On Intel, the arguments to CMPXCHG do NOT need to be cache aligned. Try it, you will see that it works.
But, you are correct: in cacheable memory, Intel does use the cache protocol to implement CMPXCHG. So, you would be smart to not put two independent high usage synchronization variables in the same cache line - because if two processors were synchronizing using these different variables, cache lines might be thrashing back and forth. But this is exactly the same issue as for any data: you don't different processors to be writing to the same cacheline at the same time. False sharing.

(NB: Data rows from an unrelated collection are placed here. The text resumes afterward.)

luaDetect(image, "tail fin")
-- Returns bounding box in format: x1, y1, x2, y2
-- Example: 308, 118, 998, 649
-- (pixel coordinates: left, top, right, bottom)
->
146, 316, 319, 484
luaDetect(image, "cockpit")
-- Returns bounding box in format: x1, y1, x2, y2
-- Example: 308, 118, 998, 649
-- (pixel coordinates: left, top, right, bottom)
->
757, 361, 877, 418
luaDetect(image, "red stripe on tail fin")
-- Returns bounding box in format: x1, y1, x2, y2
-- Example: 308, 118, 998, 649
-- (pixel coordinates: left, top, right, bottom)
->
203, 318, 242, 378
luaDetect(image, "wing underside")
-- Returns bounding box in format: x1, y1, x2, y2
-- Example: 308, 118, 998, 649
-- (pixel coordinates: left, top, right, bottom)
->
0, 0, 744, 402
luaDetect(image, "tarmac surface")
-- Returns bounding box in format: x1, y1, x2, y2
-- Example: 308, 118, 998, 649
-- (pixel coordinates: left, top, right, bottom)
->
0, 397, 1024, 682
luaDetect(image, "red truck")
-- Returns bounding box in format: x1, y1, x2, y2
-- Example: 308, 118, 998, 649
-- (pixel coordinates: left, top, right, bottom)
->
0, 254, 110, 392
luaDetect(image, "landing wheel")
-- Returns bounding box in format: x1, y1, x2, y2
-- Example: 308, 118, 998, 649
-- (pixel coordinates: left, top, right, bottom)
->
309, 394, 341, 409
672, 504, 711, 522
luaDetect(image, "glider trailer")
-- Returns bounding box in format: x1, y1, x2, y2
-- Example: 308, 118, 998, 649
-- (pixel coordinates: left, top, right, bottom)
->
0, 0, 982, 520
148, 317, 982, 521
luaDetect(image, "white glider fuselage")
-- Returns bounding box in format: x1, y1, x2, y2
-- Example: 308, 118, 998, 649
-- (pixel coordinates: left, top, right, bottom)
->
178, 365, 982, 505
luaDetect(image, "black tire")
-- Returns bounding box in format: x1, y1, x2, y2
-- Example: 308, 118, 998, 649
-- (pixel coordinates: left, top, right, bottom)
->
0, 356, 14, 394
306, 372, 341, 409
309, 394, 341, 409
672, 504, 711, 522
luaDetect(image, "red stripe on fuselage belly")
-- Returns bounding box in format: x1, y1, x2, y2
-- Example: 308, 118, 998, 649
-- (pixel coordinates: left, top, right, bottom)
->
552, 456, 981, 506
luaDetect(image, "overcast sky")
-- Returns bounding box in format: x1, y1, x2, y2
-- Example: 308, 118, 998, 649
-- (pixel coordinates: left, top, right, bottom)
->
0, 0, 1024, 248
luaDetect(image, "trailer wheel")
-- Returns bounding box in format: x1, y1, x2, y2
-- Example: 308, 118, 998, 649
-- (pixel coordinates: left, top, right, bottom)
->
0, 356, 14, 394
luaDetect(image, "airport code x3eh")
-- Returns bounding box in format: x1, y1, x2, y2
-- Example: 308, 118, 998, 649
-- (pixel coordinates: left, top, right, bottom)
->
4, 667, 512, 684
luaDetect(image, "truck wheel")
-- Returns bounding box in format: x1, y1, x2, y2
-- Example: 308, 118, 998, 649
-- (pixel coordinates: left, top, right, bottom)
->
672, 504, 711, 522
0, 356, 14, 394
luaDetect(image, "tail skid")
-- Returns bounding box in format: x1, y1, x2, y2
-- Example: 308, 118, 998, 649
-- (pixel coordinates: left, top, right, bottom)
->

But you certainly can do not cache line aligned locks:
struct Foo {
int data;
Lock lock;
int data_after;
};
You can put different locks in the same cacheline:
struct Foo {
int data;
Lock read_lock;
int data_between;
Lock write_lock;
int data_after;
};
Since reading and writing tend to be mutually exclusive, there may be no lossage;
You can put different locks in the same cacheline:
struct Foo {
int data;
Lock read_lock;
int data_between;
Lock write_lock;
int data_after;
};
By the way, in uncached memory Intel does not use the cache snooping protocol for atomic operations like CMPXCHG. So there is less reason to cache line align synchronization variables. But you still may want to: many memory subsystems interleave by cacheline size, even when uncached.
And as for ARM: it is pretty much the same.
On a snoopy bus, or uncached, you may not need to worry too much about cache line alignment.
But in a clustered cache hierarchy, you have exactly the same issues as x86. More so, in fact, it is well known how to "export" operations like CMPXCHG, but not ARM ldrexd/strexd.